Levítico 10
Biblia Serafín de Ausejo ›1Nadab y Abihú, hijos de Aarón, tomaron cada uno su incensario, pusieron fuego en él, echaron incienso sobre el fuego y presentaron ante Yahvéh un fuego profano que él no les había mandado.
2Y salió de delante de Yahvéh un fuego que los abrasó, y cayeron muertos ante Yahvéh.
3Dijo Moisés a Aarón: Esto es lo que había dicho Yahvéh: En los que se me acercan demostraré que yo soy santo, y a los ojos de todo el pueblo seré glorificado. Y Aarón calló.
4Moisés llamó a Misael y a Elsafán, hijos de Uzziel, tío de Aarón, y les dijo: Acercaos, retirad a vuestros hermanos de delante del santuario y llevadlos fuera del campamento.
5Ellos se acercaron y los llevaron en sus túnicas fuera del campamento, como lo había dicho Moisés.
6Luego dijo Moisés a Aarón y a sus hijos, Eleazar e Itamar: No llevéis desmelenados los cabellos, ni rasguéis vuestras vestiduras, no sea que muráis, y se irrite Yahvéh contra toda la comunidad. Serán vuestros hermanos, todos los de la casa de Israel, los que llorarán por este incendio que ha provocado Yahvéh.
7No salgáis de la entrada de la tienda de la reunión, no sea que muráis, porque el óleo de la unción de Yahvéh está en vosotros. Ellos hicieron lo que Moisés les ordenó.
8Habló Yahvéh a Aarón, diciéndole:
9No beberás vino ni bebida alguna inebriante, ni tú ni tus hijos, cuando hayáis de entrar en el tabernáculo de la reunión, para que no muráis; es una ley perpetua en vuestras generaciones,
10para que sepáis discernir entre lo santo y lo profano, entre lo puro y lo impuro,
11y enseñar a los hijos de Israel todas las leyes que os ha dictado Yahvéh por medio de Moisés.
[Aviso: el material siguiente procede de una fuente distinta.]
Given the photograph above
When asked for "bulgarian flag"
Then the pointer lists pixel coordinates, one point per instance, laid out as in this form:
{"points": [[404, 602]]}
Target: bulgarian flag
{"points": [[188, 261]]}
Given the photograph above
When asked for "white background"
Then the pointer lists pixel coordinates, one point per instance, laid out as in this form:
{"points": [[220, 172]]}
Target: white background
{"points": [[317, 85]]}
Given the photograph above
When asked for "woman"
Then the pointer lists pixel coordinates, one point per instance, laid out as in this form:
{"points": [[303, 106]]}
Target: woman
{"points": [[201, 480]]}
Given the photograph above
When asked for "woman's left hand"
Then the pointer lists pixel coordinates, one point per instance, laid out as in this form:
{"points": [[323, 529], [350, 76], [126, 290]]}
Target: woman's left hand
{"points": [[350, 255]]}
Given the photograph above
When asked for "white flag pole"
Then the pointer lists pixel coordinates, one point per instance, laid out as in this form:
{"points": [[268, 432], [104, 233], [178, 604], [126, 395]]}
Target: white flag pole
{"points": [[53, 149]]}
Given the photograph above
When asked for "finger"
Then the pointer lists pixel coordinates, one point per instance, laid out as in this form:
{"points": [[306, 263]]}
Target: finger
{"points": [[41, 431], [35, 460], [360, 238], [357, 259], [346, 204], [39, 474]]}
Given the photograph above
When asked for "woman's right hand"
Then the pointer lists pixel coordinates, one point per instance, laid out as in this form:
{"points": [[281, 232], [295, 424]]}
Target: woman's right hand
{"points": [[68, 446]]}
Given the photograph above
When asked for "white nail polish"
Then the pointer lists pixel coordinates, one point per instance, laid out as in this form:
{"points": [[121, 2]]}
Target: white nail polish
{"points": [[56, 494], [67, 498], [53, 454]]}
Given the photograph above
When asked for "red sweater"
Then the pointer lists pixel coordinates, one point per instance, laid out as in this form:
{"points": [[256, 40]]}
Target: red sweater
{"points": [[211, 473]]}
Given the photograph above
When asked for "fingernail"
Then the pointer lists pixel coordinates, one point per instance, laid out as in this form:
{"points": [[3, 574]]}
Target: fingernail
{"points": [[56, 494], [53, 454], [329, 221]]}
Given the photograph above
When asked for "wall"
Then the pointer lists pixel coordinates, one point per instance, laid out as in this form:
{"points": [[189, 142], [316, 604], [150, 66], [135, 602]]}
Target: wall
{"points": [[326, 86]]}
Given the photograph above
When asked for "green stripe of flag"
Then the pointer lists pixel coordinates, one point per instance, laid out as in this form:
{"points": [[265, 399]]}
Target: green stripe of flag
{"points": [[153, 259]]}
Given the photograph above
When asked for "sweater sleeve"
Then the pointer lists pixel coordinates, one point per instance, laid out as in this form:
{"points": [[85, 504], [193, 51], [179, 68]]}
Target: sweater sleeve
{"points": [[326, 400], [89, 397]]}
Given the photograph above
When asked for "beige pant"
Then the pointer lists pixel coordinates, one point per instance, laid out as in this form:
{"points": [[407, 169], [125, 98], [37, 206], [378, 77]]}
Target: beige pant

12Habló Moisés a Aarón y a los hijos que le quedaban, Eleazar e Itamar: Tomad la oblación que queda de las sacrificios por el fuego a Yahvéh, y comedia sin levadura junto al altar, pues es cosa sacratísima.
13La comeréis en lugar santo. Es la parte que corresponde a ti y a tus hijos en los sacrificios por el fuego a Yahvéh, pues así me ha sido ordenado.
14Tú, tus hijos y tus hijas contigo, comeréis en lugar puro el pecho del balanceo y la pierna reservada, pues te han sido asignados como porción tuya y de tus hijos en los sacrificios pacíficos de los hijos de Israel.
15Ellos presentarán la pierna que ha de reservarse y el pecho del balanceo, además de las grasas de los sacrificios por el fuego, para agitarlos delante de Yahvéh con el rito del balanceo; serán, pues, para ti y para tus hijos por derecho perpetuo, como lo ha ordenado Yahvéh.
16Moisés preguntó con interés por el macho cabrío del sacrificio por el pecado, pero supo que había sido ya quemado. Entonces se irritó contra Eleazar e Itamar, los hijos que le quedaban a Aarón, y les dijo:
17¿Por qué no habéis comido en lugar sagrado la víctima expiatoria? Pues es cosa sacratísima, y Yahvéh os la ha dado para que quitéis la falta de la comunidad y expiéis por ella delante de Yahvéh.
18No habiendo sido llevada su sangre al interior del santuario, debíais haber comido la víctima en el santuario, como yo había ordenado.
19Aarón dijo entonces a Moisés: Mira, hoy han ofrecido ellos su sacrificio expiatorio y su holocausto ante Yahvéh, y me han sucedido estas cosas. Si hubiera comido yo hoy de la víctima expiatoria, ¿habría sido esto grato a Yahvéh?
20Lo oyó Moisés y se dio por satisfecho.